29. Religion / D. Religious Issues / 2. Immortality / a. Immortality
Humans have a non-physical faculty of reason, so they can be immortal [Aquinas, by Sorabji]
     Full Idea: Aquinas infers from Aristotle that intellectual understanding is the only operation of the soul that is performed without a physical organ, so that only human souls, and not animal ones, can be immortal.
     From: report of Thomas Aquinas (Summa Theologicae [1265], I, q75, a3, resp) by Richard Sorabji - Rationality 'Reason'
     A reaction: This shows why so many thinkers are desperate to hang on to dualism, of some sort. Interesting that he only claims partial dualism.
If the soul achieves well-being in another life, it doesn't follow that I do [Aquinas]
     Full Idea: Even if soul achieves well-being in another life, that doesn't mean I do or any other human being does.
     From: Thomas Aquinas (Super Epistolam Pauli Apostoli [1272])
29. Religion / D. Religious Issues / 2. Immortality / d. Heaven
Those in bliss have their happiness increased by seeing the damned punished [Aquinas]
     Full Idea: In order that the bliss of the saints may be more delightful for them, and they may render more copious thanks to God for it, it is given to them to see perfectly the punishment of the damned.
     From: Thomas Aquinas (Summa Theologicae [1265], III Supp Q94,1), quoted by Friedrich Nietzsche - On the Genealogy of Morals I.§15
     A reaction: This has probably been repudiated by the Church of England. Justice should be seen to be done. Presumably you mustn't gloat, or you join them.
29. Religion / D. Religious Issues / 3. Problem of Evil / a. Problem of Evil
God does not exist, because He is infinite and good, and so no evil should be discoverable [Aquinas]
     Full Idea: If one of two contraries be infinite, the other would be altogether destroyed. But the name God means that He is infinite goodness. If therefore God existed there would be no evil discoverable; but there is evil in the world. Therefore God does not exist.

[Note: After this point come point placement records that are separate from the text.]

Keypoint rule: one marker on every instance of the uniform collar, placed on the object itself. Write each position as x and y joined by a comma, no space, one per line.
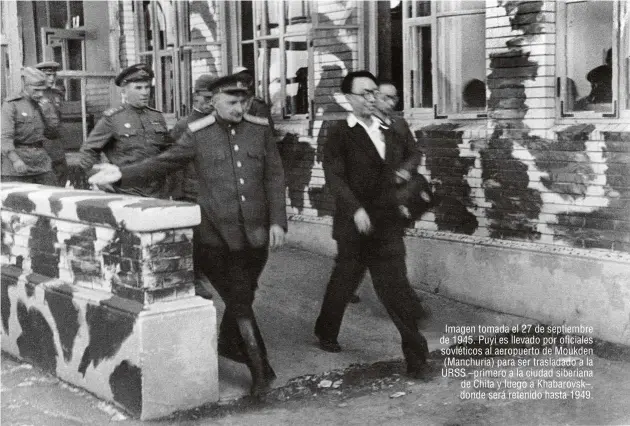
352,121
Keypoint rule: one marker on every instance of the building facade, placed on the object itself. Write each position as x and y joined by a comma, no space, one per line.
522,108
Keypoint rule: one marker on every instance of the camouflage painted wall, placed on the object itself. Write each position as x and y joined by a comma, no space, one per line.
85,275
521,174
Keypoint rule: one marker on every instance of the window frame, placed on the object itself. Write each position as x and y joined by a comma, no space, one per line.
409,26
620,40
175,49
258,37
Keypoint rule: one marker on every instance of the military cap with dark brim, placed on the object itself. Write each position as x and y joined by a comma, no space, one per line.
137,72
203,83
48,66
231,84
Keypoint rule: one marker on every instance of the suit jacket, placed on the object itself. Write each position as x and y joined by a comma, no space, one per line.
241,180
358,177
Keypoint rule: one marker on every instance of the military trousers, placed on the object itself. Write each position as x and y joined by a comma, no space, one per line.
385,259
47,178
234,275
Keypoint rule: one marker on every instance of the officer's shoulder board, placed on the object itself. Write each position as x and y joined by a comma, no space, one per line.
203,122
153,109
256,120
112,111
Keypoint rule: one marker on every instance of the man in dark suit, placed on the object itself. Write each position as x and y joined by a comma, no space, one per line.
363,164
243,210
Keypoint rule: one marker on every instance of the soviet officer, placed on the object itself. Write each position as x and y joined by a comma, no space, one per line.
130,133
242,200
257,106
24,158
186,182
50,104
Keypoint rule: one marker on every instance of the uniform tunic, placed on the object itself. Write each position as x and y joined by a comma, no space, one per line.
187,184
128,135
51,108
241,181
23,129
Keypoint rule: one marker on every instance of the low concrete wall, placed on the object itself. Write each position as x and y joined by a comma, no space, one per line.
98,289
551,284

     From: Thomas Aquinas (Summa Theologicae [1265], Ia,Q02,Art3,Ob1)
     A reaction: This is not, of course, the opinion of Aquinas. I love the way he states the opposition's arguments so lucidly. The modern problem usually talks of God's omnipotence, rather than infinity. His formulation allows that there might be undiscoverable evil.
It is part of God's supreme goodness that He brings good even out of evil [Aquinas]
     Full Idea: As Augustine says, God would not allow any evil to exist in his works, unless he were to bring good even out of evil. It is part of the infinite goodness of God, that He allows evil to exist and out of it produces good.
     From: Thomas Aquinas (Summa Theologicae [1265], Ia,Q02,Art3,Ob1rep)
     A reaction: Are God's powers so limited that He could not have achieved an equal amount of good without having to indulge in some evil first?